Budgie 10.7 released

Budgie 10.7 is a brand new release series for Budgie Desktop, featuring major re-architectures, new APIs for extensibility, and polish to the user experience. For a point release, there’s a lot of changes, improvements, and new features in here, as the release notes detail. The changes are all over the place – from a brand new application indexer to replace libgnome-menus, to dual-GPU support, notification improvements, general UX improvements, and much more.

LXQt 1.2 desktop environment released with initial Wayland support, various improvements

LXQt 1.2 is here about seven months after LXQt 1.1 and it’s a major update to the lightweight desktop environment that introduces initial support for the Wayland display server in an attempt to keep up with the times and the new technologies most GNU/Linux distributions are adopting these days. Still based on the long-term supported Qt 5.15 LTS open-source application framework, LXQt 1.2 also improves its file manager component with a new search history feature that offers separate lists for name and content searches. Users can search the maximum number of history items in Preferences > Advanced > Search. I’m glad Wayland support is spreading out to smaller, less popular desktop environments too. Once you go Wayland, you stay Wayland.

IceWM 3.1 released

IceWM was released only a short while ago, and now we’ve got 3.1. IceWM 3.1 introduces a new window option “frame” to automatically group application windows with the same “frame” value as tabs within a single frame. IceWM 3.1 also now shows indicators for the presence of tabs on the title bar, clicking on the title bar tab indicators can change tabs, tray hints are now preserved across restarts, improved Alt + Tab handling, improvements to the CMake build system integration, and a variety of other changes.
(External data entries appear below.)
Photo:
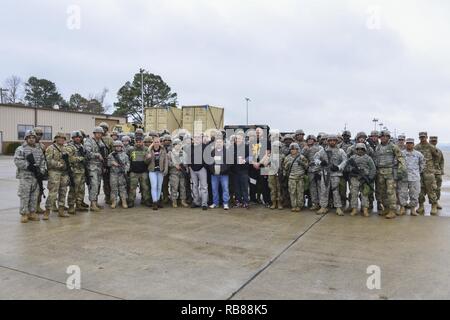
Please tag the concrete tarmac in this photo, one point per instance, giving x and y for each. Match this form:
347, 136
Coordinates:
239, 254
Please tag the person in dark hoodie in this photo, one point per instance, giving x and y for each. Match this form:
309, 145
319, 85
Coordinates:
219, 174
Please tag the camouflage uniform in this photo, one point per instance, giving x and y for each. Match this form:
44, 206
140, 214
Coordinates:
139, 175
388, 157
297, 165
313, 173
28, 186
331, 180
410, 185
428, 183
118, 175
76, 159
366, 167
93, 154
58, 176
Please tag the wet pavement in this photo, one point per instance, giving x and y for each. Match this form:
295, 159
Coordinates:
191, 254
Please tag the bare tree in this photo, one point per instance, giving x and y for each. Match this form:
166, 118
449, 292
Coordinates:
15, 91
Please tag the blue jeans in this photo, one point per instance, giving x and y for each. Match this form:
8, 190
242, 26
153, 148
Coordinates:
156, 180
223, 180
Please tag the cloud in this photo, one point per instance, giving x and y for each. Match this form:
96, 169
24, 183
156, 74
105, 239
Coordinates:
309, 64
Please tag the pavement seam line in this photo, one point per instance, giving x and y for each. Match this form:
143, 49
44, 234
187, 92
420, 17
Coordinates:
59, 282
268, 264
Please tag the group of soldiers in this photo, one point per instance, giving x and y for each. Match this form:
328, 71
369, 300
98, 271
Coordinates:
320, 172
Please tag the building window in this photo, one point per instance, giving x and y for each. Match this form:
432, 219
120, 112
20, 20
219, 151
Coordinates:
22, 129
47, 133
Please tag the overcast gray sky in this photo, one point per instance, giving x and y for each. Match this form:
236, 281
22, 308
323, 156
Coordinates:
315, 65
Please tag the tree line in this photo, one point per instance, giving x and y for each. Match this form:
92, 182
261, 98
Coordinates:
37, 92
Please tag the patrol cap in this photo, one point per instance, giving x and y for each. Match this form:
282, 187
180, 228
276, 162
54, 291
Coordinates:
118, 143
294, 145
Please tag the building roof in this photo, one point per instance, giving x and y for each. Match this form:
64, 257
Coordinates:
22, 106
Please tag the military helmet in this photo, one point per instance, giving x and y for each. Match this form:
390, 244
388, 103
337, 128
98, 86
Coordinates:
29, 133
294, 145
60, 135
104, 125
118, 143
75, 134
98, 130
361, 134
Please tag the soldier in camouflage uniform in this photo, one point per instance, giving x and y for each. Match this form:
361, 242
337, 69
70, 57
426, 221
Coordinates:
77, 159
363, 171
390, 164
177, 178
108, 142
273, 162
428, 181
309, 151
139, 174
332, 161
409, 186
295, 166
119, 163
28, 184
58, 175
96, 155
439, 165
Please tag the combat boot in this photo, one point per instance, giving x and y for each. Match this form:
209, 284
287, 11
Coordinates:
46, 214
421, 209
184, 204
33, 217
366, 212
94, 206
434, 210
391, 214
62, 213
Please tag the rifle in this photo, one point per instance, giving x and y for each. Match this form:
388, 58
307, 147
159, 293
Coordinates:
36, 172
358, 173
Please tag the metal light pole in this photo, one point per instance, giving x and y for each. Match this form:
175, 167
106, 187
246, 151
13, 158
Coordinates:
248, 100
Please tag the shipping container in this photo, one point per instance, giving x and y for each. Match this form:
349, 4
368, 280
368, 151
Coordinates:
162, 118
197, 119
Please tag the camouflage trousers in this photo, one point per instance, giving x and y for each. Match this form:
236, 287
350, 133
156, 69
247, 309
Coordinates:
143, 181
76, 193
275, 189
411, 190
314, 188
438, 186
358, 190
96, 179
118, 184
428, 188
387, 188
58, 182
324, 195
28, 194
177, 185
297, 191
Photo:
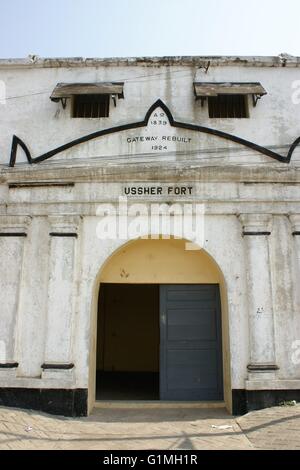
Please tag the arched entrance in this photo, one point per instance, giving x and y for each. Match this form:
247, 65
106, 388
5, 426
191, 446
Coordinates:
162, 326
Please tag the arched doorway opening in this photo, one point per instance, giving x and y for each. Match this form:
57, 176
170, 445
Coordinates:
161, 326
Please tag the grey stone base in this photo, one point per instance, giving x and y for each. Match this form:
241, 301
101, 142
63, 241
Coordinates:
250, 400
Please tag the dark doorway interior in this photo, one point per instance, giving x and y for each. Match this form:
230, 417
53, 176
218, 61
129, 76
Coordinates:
128, 342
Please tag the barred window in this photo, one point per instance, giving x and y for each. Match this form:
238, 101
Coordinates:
227, 106
91, 106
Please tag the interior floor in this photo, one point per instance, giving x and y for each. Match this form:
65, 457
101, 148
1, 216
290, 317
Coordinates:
128, 342
127, 386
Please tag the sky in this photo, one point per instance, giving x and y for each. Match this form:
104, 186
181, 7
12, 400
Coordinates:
129, 28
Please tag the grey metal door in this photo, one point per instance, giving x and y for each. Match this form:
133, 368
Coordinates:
190, 342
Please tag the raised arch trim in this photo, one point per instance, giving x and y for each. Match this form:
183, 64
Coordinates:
16, 141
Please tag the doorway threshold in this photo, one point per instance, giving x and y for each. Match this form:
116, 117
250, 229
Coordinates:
156, 404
I’m glad to see development has truly picked up again.

System76’s Pop!_OS COSMIC Desktop to make use of Iced Rust toolkit rather than GTK

System76 has been developing their own COSMIC desktop as the next evolution for their Pop!_OS Linux distribution built atop an Ubuntu base. Interestingly with this big COSMIC desktop undertaking, which is being written in the Rust programming language, they have decided to shift away from using the GTK toolkit to instead make use of Iced-Rs as a Rust-native, multi-platform graphical toolkit. This makes more sense than some might think. One of the engineers over at System76 is also the creator and lead developer of Redox OS, and GTK itself has become more and more insularly focused on GNOME than any of the other GTK-based desktop environments on Linux, BSD, and similar platforms. This is a big bet for what is essentially still a small company, but it sure does show some gusto. My major concerns would be consistency, both visually and behaviourally, since the vast majority of popular applications on Linux are either GTK or at least somewhat trying to integrate with GTK, so there’s a lot of work to do to make everything feels are least somewhat coherent. Still, I’m definitely curious to see what this will look like, what it will feel like, and how it will perform.

CDE 2.5 released

CDE 2.5.0 is now available on SourceForge. This is a significant release compared to the previous one with, among many other things, a replacement of the build system from ancient Imake to somewhat less ancient Autotools. There’s also a ton of bug fixes, as well as new features and other changes.